Regardless of the actual level of explainability achieved, we maintain that the practical efforts to explain ML systems are an important object of sociological study. Not only is ML explainability important in its own right, but as our analysis of Tyler Capital suggested, the quest for explainability might also lead to new ways of working with ML systems. In other words, it is conceivable that, for both experts and users, attempts to explain ML systems will change the ways they subsequently engage with these systems. Given this, we see the sociology of ML explainability research we have proposed here as an important subset of computational social science, which—instead of deploying seemingly proven templates of computational methods, including ML techniques, without explaining actual underlying analytical processes—examines sociologically the ways in which the design and deployment of ML systems and the human–machine interactions they involve form part of, and are dynamically changed by, more or less rigorous quests for explainability.

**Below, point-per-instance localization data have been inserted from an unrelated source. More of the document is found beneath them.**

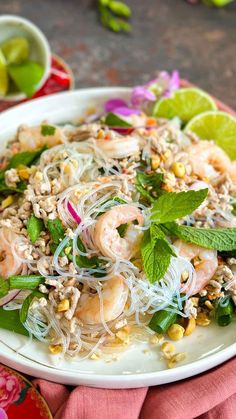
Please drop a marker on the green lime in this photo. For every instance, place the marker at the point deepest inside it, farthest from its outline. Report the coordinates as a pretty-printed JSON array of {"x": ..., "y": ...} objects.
[
  {"x": 217, "y": 126},
  {"x": 26, "y": 76},
  {"x": 184, "y": 103},
  {"x": 3, "y": 75},
  {"x": 15, "y": 50}
]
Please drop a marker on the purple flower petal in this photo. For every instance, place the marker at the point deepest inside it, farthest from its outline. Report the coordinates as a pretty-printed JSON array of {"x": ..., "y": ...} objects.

Going forward, we see two types of inquiry being particularly important to a sociology of ML explainability. First, as other firms and institutions might approach explainability in alternative ways, there is an important comparative exercise ahead in shedding light on how ML experts and users seek to attain explainability in different domains. Second, whereas we focused attention on the role played by human–machine interactions for post hoc explainability efforts, explainability may involve other types of concerns along the chain from the design of the ML architecture to data cleaning, training, and so on, and these too call for empirical analysis. Both types of inquiry would help to situate the companionship model presented here in the broader landscape of existing and emerging ML explainability efforts.